We bought six Ligne Roset Finn chairs, to go with our dining table when we lived in Paris. We bought some interchangeable back covers as occasional replacements for the grey faux suede at the same time, even though they were quite expensive, because you never know.

And actually, the chairs haven’t had a great deal of use as we usually perched on stools around breakfast bars to eat our meals both in Paris and back in London. The chairs were only ever used when we had guests around for a formal meal which, given the state of our dining room until four months ago, wasn’t often.

Nevertheless, we installed our table and chairs proudly in our new kitchen in September last year. All except the one that the Boywonder broke a couple of days before he left for Canada to start his University course at the end of August. You’ll remember how bereft I felt, how much I missed him.

It wasn’t that he put undue pressure on the chair back. He just leant back on it whilst laughing and the metal bolts that hold the back to the seat snapped. I contacted Ligne Roset and a very helpful man gave me some instructions, but our busy life had recommenced and we did nothing about it. I discovered that Ligne Roset have discontinued the Finn range after many years so I can’t even find replacements on eBay.

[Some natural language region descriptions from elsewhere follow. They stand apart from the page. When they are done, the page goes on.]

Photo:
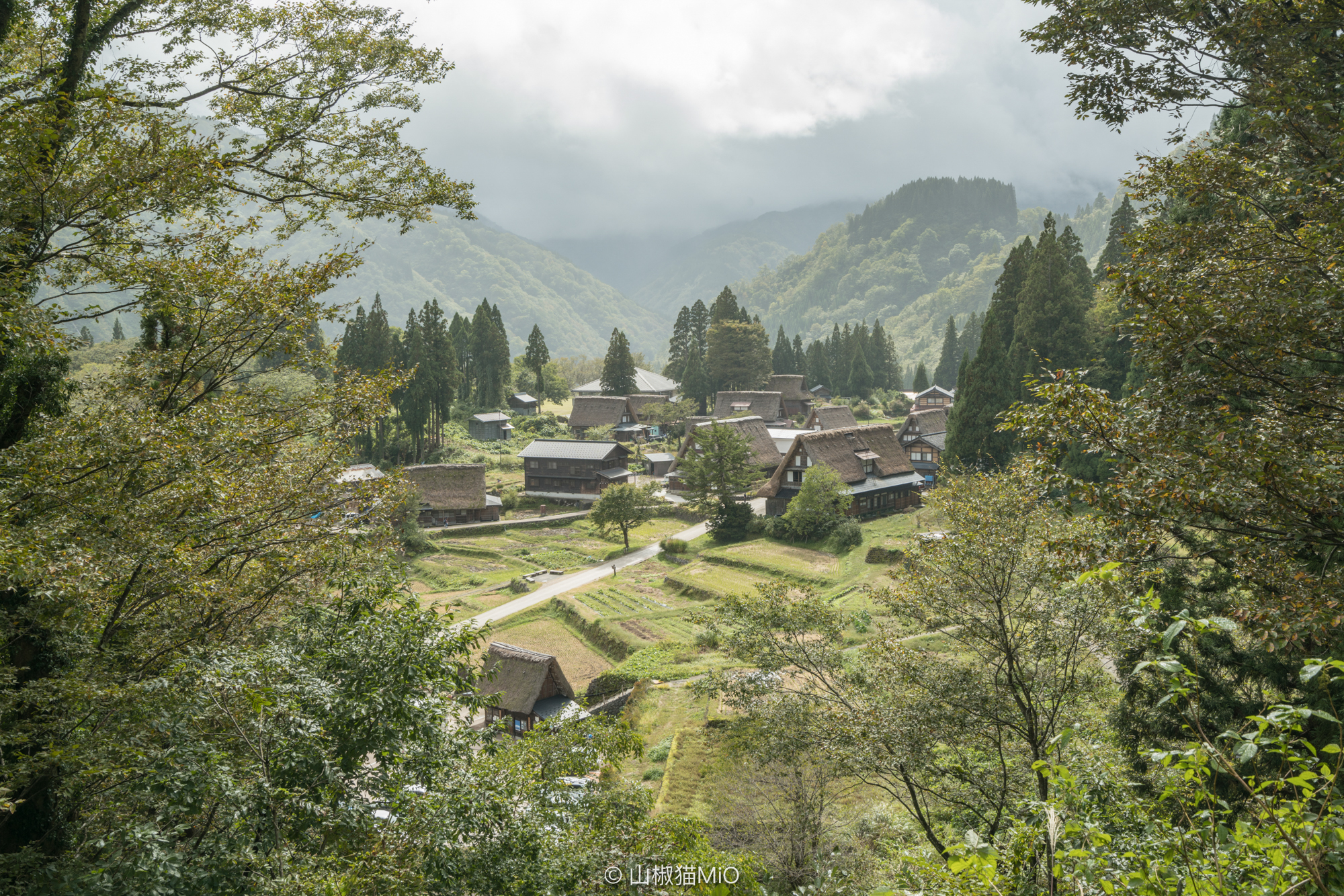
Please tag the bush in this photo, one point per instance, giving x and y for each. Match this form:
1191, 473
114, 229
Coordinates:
610, 683
849, 534
885, 555
662, 752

At Christmas, the Boywonder returned for the holidays and it was lovely to have him back. We did quite a lot of entertaining, and supplemented our five remaining Finn chairs with four chairs from the local Quaker meeting, which happens to be the house of my parents in law. And then, last Saturday, a few days before he’s due to leave again, exactly the same thing happened. The Boywonder, laughing copiously yet not violently, snapped the bolts of another Finn chair. A pattern is emerging here.

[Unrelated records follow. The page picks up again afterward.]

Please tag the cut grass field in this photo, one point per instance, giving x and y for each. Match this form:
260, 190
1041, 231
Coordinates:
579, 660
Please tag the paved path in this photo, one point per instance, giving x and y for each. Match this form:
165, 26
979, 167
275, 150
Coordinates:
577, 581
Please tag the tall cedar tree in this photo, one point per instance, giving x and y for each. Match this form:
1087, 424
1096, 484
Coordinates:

That leaves us with four Finn chairs. And, after this term, the Boywonder will have four more terms at University in Canada.

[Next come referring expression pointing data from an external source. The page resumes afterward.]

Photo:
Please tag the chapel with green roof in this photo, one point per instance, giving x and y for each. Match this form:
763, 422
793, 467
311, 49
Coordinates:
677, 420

When the first chair broke, I was bereft at something being incomplete and imperfect in my beautiful new kitchen, at something missing. Now the second chair is no longer usable, well, I don’t feel quite so anxious or cross about that and I’m wondering whether the anxiety of my heartache will lessen with each passing term, each passing chair. Until the end of his degree course, when all six will have been broken, and I’ll have to move on and buy a new set of chairs.

Do you see what I’m saying here? Nothing lasts forever and it’s just as well it doesn’t, because if it did no-one would ever experience anything new or move on or grow. And where would be the fun in that? It is, perhaps, an alternative way of viewing the dull ache of your heart as your children grow and move on. They are just leaving room for more chairs.